When the Wii’s motion-controller debuted in 2006 and started selling like hot cakes, both Microsoft and Sony were forced to take notice and re-evaluate their position in the high-def console arms race. Sony answered with the recently released Move motion-controller, but Microsoft took the intuitive step of removing the controller from the equation all together, replacing it with the Kinect sensor.
The Kinect sensor (see inset) is comprised of a camera, visual sensors and several microphones, all of which work together to track your movements and voice in 3-D space. The unit also has a motor that moves the sensor left, right, up and down to calibrate and track you if you’re moving during a video chat. The Kinect connects to the Xbox 360 via a dedicated cord on the newer slim units or via USB on the older Xbox 360 models. A power source is included for the older connections.

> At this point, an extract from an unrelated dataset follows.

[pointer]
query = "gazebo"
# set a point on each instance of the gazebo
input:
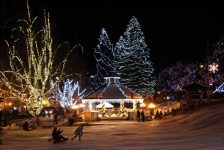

You can place the Kinect above or below a TV, but it needs to be within a few inches to maximize responsiveness. The Kinect manual recommends at least six feet between the sensor and the edge of your standing/playing area. In reality, though you need seven-to-eight feet for a single player game and something closer to 10 feet for two player games, especially titles that track your entire body and require jumping. And you’ll need to consider your height and the height of your ceiling, as jumping is a component in several of the games released so far. It’s important to note that room lighting will affect calibration and the sensor’s effectiveness in tracking your movements. Kinect definitely functions better in well-lit rooms.